As more people work from home, there is likely to be an increase in the variety of malicious online campaigns targeting home workers and those who would like to work from home.
How to stay safe as a homeworker
As part of our Cyber Security recommendations when remote working, you should always stay up to date with the latest security measures implemented by your company, and it can often be a good idea to read up on advice from a reputably IT company. In addition, there are some simple but important steps you can take right now to stay safe online.
Choose robust passwords
Many of us continue to use the same password for several accounts, which means that a criminal with access to one password can often wreak havoc, using that password across multiple sites and accounts, using a technique known as credential stuffing. Make sure all of your passwords are unique and employ a variety of numbers, special characters and upper and lower case letters.
Go two-factor –
Two-Factor Authentication (2FA) or Two-Step Verification (2SV) adds an extra stage to the verification process, such as a text message confirmation, or a biometric method, which adds an extra layer of protection to the regular password method.
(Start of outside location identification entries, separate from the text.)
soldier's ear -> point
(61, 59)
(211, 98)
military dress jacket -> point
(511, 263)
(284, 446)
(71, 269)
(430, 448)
Check our latest article on office 365 mfa.
Consider a VPN
A Virtual Private Network (VPN) is often used to get around geographic restrictions when using streaming sites, but it can also help to protect your online privacy. It encrypts all of your internet traffic, making it much harder for hackers and other malicious operators to access your systems.
Use firewalls and anti-virus software
Firewalls create a barrier between the internet and your device, which can help to block malicious software, and when used in conjunction with antivirus software, can provide a double line of defence.
Secure your router
Many of us haven’t changed the password on our home routers since they were installed. Regularly changing your router password is a good way to boost the security of your home network.
Software updates can be irritating, but it is important to ensure they are installed as soon as possible, as they often include security patches to cover newly emerging cyber threats.
Always back up
There are many ways to lose data, whether that is through hardware damage, human error or cyberattack, including ransomware, which can wipe your entire system. Whether you use hardware or cloud back-ups, get into the habit of regularly backing up your information. check for more information on online backup.
Be alert to phishing scams
Phishing is an email technique used by cybercriminals for a variety of reasons, including credit card fraud and account takeovers, and these attacks are likely to increase as the ranks of homeworkers grow. Look out for clues that an email might be a phishing attack, including spelling errors or poor grammar in the subject line or even the email address of the sender.
It is also important never to open a link or attachment unless you completely trust the sender, and if in doubt, contact the sender by other means before you open the link. It can also be a good idea to check for potential phishing attacks when you open a new site. These can include misspellings in the domain names, missing contact details and the absence of an ‘about’ section.